Cantr is just a simulation and simulations are always limited compared to real life. Limited. In text-based games the pleasure comes from reading descriptions and names. In Cantr you eat something and it's only grams, it's only the name, which is forced to be short. Usually only one word. At least in KoL each food has a special message when you eat it. And each item has a description. Each time I find a new item, I read the description if I don't know what it is. But in Cantr we stuff the essential information in the name, and there are no descriptions. Also there's very little room for individualisation. There's only signs and landmarks. Actually I have a couple of characters that have developed an interest towards labeling buildings because this is communicating with others. People may ignore notes but it's harder to ignore a short text under a building name, especially when it's in a bright color.

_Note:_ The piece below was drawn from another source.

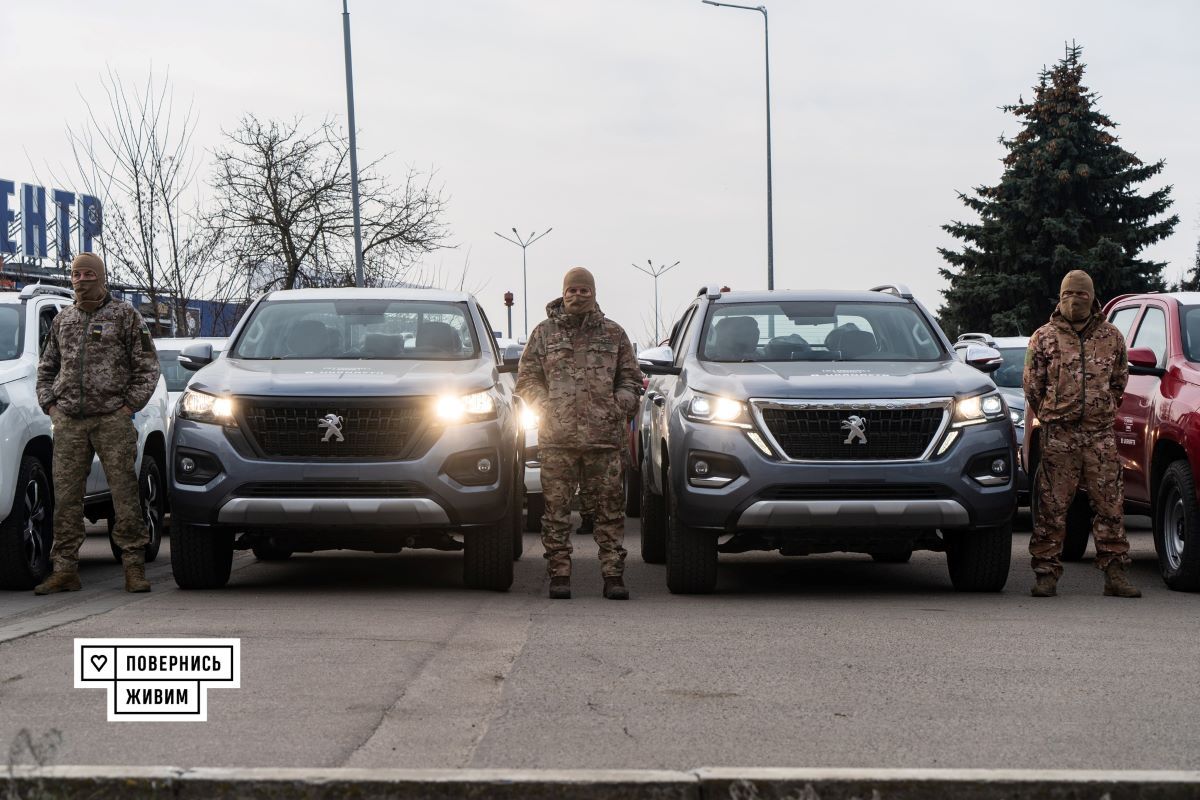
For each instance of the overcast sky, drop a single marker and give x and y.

On another topic, I would like to expand the clothing selection in Cantr but the game being unplayable makes me feel that it doesn't matter because no one would get to make them anyway. Also I fail to get feedback so I just feel like if I add something, there's going to be complaints after things have been implemented and when it's harder to change things. Yeah it was mentioned just lately that staff shit shouldn't be spilled in public, but I feel that no one reads the staff forums anyway, and there are these negative vibes that I don't even want to go there.

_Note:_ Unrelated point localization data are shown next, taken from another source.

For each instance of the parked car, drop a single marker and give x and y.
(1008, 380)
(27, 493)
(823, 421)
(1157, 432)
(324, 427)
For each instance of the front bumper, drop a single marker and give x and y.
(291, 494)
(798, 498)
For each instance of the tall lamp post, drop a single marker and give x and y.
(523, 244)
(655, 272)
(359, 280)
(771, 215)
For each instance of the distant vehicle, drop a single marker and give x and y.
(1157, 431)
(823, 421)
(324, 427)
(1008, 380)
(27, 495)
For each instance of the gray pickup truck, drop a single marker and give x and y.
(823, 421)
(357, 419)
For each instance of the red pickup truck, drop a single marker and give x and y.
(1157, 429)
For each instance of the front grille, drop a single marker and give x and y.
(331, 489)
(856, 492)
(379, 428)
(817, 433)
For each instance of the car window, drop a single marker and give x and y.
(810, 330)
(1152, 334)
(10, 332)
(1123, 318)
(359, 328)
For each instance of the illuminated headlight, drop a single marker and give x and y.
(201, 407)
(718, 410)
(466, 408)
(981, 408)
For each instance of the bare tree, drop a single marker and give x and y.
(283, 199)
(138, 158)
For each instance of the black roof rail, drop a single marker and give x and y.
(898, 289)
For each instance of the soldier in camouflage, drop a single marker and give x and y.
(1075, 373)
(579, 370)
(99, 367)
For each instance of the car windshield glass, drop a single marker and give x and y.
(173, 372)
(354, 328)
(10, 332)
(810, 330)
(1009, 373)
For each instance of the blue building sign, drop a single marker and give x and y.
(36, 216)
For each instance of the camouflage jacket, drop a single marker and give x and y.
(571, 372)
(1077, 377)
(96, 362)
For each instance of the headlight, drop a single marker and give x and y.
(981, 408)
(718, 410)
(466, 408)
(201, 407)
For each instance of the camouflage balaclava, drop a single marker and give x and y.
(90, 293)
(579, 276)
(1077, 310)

I can't blame the hormones anymore, I just feel generally bad. Actually I think I'm just about to start crying because I got this bottled up anxiety and I feel very alone.
Oh and I don't have the energy to take a shower or do the dishes or book the laundry machine... I think I ran out of clean underwear, which no one probably wants to hear but I think that underlines the state of lethargy that I'm experiencing.
I eat a lot of chips but nowadays it makes me think of vomit. A couple of times I've puked on purpose after eating chips because eating greasy stuff makes me feel bad. Physically bad, I don't care about gaining weight. Last time I went to the scale I was surprised because I haven't been this light in years. If it goes any lower then it will start to be alarming. In fact I am a bit alarmed already. But my shrink doesn't think I have an eating disorder, then again she didn't know how thin I was because I wear baggy clothes. We went clothes shopping last Thursday and she was honestly surprised. She said I should show my body... but I feel like hiding. I sit here in my cave and I feel awful. So yeah, I suppose someone will soon come to say that I shouldn't post things like this in public, but I need to vent.
Last edited by SekoETC on Fri Apr 25, 2008 7:50 pm, edited 1 time in total.